How to get the optimized quicksort algorithm's time complexity

Question

I learned in my data structures class that QuickSort can be optimized by calling the InsertionSort method when the length of the subarray is less than a certain threshold. However, when it comes to the actual time complexity calculation of the optimized version of QuickSort, I'm having trouble finding the result. The problem is as follows.

An optimized-QuickSort function calls the InsertionSort method instead of itself when the size of the sublist is less than k. Assuming that the time complexity of QuickSort and InsertionSort is $c_1n\log n$, $c_2n^2$ respectively, what is the time complexity of optimized-QuickSort? (Calculate for the average case)

I assumed that the sublist is split into 1:1 by each step. As a result, I got $c_1nlog$($n\over k$) + $c_2nk$, but I am definitely not sure of my answer since I don't know if my assumption is correct. In the textbook, the average case of a non-optimized QuickSort was supposed to be calculated by assuming the partition could be the first element, second element, third element, ... , last element and then dividing the whole sum by n.

I would appreciate some help! Thanks.

Answer 1

The height of tree is not $log(\frac{k}{n})$ which is negative because $k<n$. We stop expanding the tree when we reach $k$, therefore we reduce the height of the original tree by $log(k)$. So the height is $log(n)-log(k)=log(\frac{n}{k})$ and the average running time will be: $$c_1nlog(\frac{n}{k})+c_2nk=c_1nlogn-c_1nlogk+c_2nk$$ As noted in comments, since $k$ is constant, that is equivalent to $\theta(nlogn)$.

EDIT: I just noted that the problem was about average case complexity and you assumed the partition to have 1:1 ratio, which is the assumption for best case scenario.

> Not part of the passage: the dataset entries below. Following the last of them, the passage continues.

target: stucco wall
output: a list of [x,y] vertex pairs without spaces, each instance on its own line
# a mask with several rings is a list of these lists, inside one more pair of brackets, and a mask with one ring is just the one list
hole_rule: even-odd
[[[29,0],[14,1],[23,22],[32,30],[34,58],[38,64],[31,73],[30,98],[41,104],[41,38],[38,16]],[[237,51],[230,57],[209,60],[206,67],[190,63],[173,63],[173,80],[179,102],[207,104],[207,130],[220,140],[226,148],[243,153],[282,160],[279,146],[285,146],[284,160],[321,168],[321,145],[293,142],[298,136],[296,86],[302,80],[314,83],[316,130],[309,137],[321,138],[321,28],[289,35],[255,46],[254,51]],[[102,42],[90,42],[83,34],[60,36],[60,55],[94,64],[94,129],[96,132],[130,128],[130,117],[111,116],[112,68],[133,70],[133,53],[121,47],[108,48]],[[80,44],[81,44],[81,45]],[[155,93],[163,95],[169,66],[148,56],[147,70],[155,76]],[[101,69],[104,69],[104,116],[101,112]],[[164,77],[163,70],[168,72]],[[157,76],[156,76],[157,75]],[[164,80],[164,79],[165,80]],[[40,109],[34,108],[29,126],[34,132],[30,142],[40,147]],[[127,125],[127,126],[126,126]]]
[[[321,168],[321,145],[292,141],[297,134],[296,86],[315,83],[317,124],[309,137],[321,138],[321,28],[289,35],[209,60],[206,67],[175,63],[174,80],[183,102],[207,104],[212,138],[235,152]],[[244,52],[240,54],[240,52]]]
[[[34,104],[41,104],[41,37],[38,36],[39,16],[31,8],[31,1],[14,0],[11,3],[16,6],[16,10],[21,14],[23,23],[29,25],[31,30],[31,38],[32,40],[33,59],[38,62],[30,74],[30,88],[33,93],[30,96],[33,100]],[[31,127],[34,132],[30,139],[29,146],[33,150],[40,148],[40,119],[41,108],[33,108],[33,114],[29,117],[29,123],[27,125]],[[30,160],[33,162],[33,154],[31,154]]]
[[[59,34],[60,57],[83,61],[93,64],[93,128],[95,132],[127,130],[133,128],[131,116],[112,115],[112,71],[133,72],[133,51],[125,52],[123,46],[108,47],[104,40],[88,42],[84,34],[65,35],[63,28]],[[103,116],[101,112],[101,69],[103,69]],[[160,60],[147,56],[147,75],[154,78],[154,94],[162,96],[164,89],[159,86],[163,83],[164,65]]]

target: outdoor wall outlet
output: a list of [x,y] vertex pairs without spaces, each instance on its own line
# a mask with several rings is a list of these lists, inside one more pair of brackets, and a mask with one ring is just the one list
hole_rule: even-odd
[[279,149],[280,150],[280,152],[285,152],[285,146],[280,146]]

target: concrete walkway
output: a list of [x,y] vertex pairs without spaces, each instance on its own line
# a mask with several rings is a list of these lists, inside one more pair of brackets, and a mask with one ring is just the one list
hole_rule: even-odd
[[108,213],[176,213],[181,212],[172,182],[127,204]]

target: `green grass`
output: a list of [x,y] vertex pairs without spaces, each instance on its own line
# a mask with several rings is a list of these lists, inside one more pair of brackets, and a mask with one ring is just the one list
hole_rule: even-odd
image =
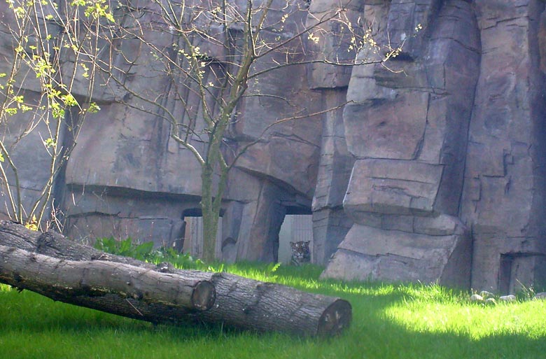
[[536,359],[546,353],[544,301],[484,306],[435,285],[323,281],[321,268],[311,265],[225,269],[346,299],[352,325],[328,340],[154,326],[0,285],[0,358]]

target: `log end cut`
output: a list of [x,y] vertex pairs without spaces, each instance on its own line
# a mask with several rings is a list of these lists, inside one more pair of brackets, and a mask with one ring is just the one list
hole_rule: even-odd
[[192,304],[198,311],[206,311],[212,308],[216,300],[216,290],[209,281],[201,281],[193,288]]
[[318,320],[317,335],[331,337],[337,335],[351,325],[352,308],[346,300],[337,300],[322,314]]

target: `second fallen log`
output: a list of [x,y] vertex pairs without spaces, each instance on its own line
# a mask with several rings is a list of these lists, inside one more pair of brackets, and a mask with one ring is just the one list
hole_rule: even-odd
[[[2,245],[0,282],[54,300],[156,322],[208,310],[216,300],[208,280],[114,262],[59,260]],[[136,309],[132,302],[144,309],[153,306],[154,311],[146,313],[141,306]],[[132,315],[127,316],[127,310]]]

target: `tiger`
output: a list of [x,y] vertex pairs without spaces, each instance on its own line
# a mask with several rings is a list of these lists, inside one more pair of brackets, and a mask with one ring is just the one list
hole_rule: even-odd
[[302,263],[311,262],[311,252],[309,249],[309,241],[299,242],[290,242],[292,247],[292,260],[290,264],[301,265]]

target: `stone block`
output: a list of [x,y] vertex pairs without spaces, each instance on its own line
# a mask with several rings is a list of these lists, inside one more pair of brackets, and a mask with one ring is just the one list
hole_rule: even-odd
[[356,157],[415,159],[425,134],[428,94],[400,93],[396,101],[348,104],[344,122],[349,151]]
[[432,214],[442,169],[416,161],[358,160],[344,208],[356,223],[361,212]]
[[470,244],[465,234],[428,236],[354,225],[321,277],[463,288],[470,283]]

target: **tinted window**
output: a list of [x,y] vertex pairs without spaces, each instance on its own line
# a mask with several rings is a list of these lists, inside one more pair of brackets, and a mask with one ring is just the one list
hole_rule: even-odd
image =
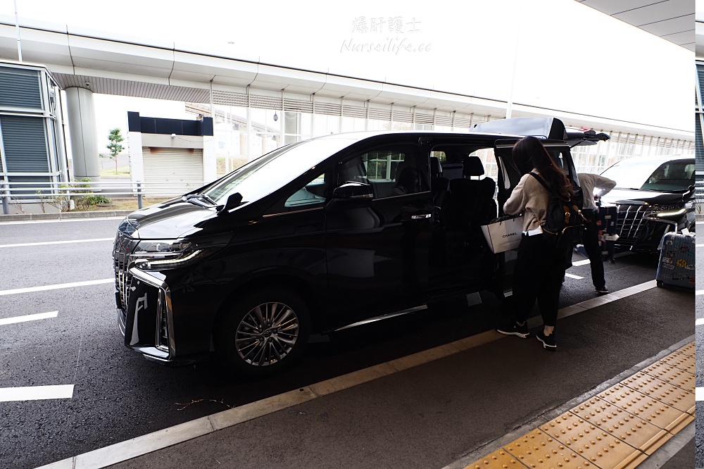
[[348,182],[370,184],[377,198],[429,191],[428,152],[415,145],[367,151],[341,164],[337,186]]
[[205,194],[215,201],[225,201],[236,192],[244,201],[258,200],[353,142],[346,138],[315,139],[288,145],[242,166]]

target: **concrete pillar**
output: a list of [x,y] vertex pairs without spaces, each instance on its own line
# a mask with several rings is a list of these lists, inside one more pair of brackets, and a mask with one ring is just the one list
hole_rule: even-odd
[[[287,112],[284,114],[283,118],[284,134],[301,133],[301,114]],[[295,143],[298,141],[298,138],[294,135],[286,135],[284,137],[284,144],[288,145],[290,143]]]
[[73,177],[100,180],[98,132],[95,125],[93,92],[85,88],[66,88],[66,111],[71,137]]
[[215,154],[214,137],[203,137],[203,181],[210,182],[218,179],[218,156]]
[[142,132],[127,132],[127,151],[130,153],[130,174],[134,182],[144,182],[144,155],[142,153]]

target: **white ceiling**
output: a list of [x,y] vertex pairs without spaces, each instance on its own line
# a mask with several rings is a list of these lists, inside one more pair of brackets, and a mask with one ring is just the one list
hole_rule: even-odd
[[694,51],[695,0],[577,0],[655,36]]

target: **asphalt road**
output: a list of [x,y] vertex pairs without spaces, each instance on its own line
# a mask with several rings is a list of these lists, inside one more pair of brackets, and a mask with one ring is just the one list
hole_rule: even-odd
[[[0,321],[57,312],[46,319],[0,323],[0,388],[73,386],[69,398],[0,402],[0,468],[34,468],[68,458],[468,337],[503,320],[501,304],[482,294],[480,304],[447,301],[339,332],[329,342],[312,344],[301,363],[275,377],[229,375],[215,360],[163,367],[126,349],[117,327],[111,240],[118,223],[0,224]],[[102,240],[34,244],[87,239]],[[652,280],[656,262],[653,256],[619,258],[605,265],[607,284],[615,291]],[[566,280],[560,307],[594,297],[589,265],[568,272],[582,278]],[[100,280],[106,282],[11,292]],[[698,305],[700,301],[698,296]],[[693,332],[679,330],[677,321],[658,327],[677,328],[663,331],[668,337]],[[647,333],[643,327],[634,330],[642,335]],[[595,337],[603,338],[605,350],[613,347],[612,334]],[[642,337],[621,347],[637,349],[639,342]]]
[[[704,226],[704,223],[697,223],[698,228],[703,226]],[[702,244],[701,242],[698,242],[697,246],[697,257],[698,258],[700,253],[704,253],[704,250],[703,250],[704,244]],[[704,292],[704,278],[702,277],[703,273],[704,273],[704,266],[702,265],[700,261],[698,261],[696,270],[696,292],[698,294],[695,297],[695,311],[698,322],[696,326],[696,386],[698,390],[700,387],[704,387],[704,294],[699,294],[700,292]],[[698,321],[700,320],[702,322],[701,325],[698,324]],[[698,395],[696,436],[694,439],[696,444],[696,464],[697,468],[704,468],[704,401],[700,401],[698,400],[700,397]]]

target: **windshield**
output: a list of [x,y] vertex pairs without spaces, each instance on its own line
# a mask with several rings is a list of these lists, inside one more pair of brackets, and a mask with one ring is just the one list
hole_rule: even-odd
[[254,160],[203,192],[223,204],[239,192],[245,202],[267,196],[357,139],[314,139],[287,145]]
[[616,181],[616,189],[638,189],[662,192],[684,192],[694,185],[692,160],[658,161],[629,158],[601,173]]

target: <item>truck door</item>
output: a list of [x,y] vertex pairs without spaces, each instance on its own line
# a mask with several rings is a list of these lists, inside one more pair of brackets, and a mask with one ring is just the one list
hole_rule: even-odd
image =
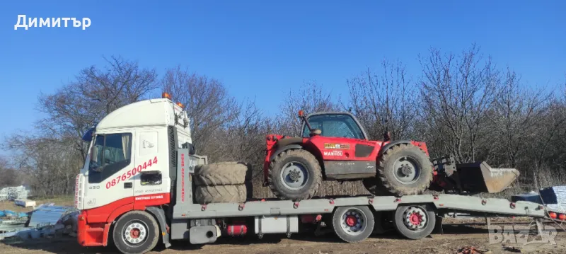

For average case analysis, we shouldn't consider any fixed partition ratio.

You can use the average case analysis in section 7.4.2 of CLRS book; except that here the probability of comparing the ith and jth element would be at most $\frac{1}{j-i+1}$, so the $c_1nlogn$ would be an upper bound on the Quicksort part of the average case. As for Insertion sort part, there would be at most $n/k$ leaves with size $k$, with total cost of $\frac{n}{k}c_2k^2=c_2nk$.

Answer 2

For fixed k, and n ≤ k, O(n) is meaningless. O(n) requires arbitrary large values n. With a fixed k, sorting n ≤ k items with InsertionSort takes O(1) - but with a large constant if k is large. Here's what you do to find the best k:

Iterate for k = 2, 3, 4, 5 ... (hoping that your algorithm is clever enough not to sort arrays of size 1). Create a million or a billion arrays of size k filled with random array elements. Measure how long it takes to sort these arrays using InsertionSort, or another method that you like, and how long it takes to sort these arrays doing one partition step, then sorting both halves with InsertionSort.

Make sure that you don't switch between both methods for each array, because looking at the same data repeatedly will cache the data, and the second operation will tend to be faster.

If your array doesn't contain primitive data but objects with constructors and destructors, you can save a lot more time by reducing the number of assignments. Selection sort will tend to be faster in that case than InsertionSort because it does fewer expensive assignments.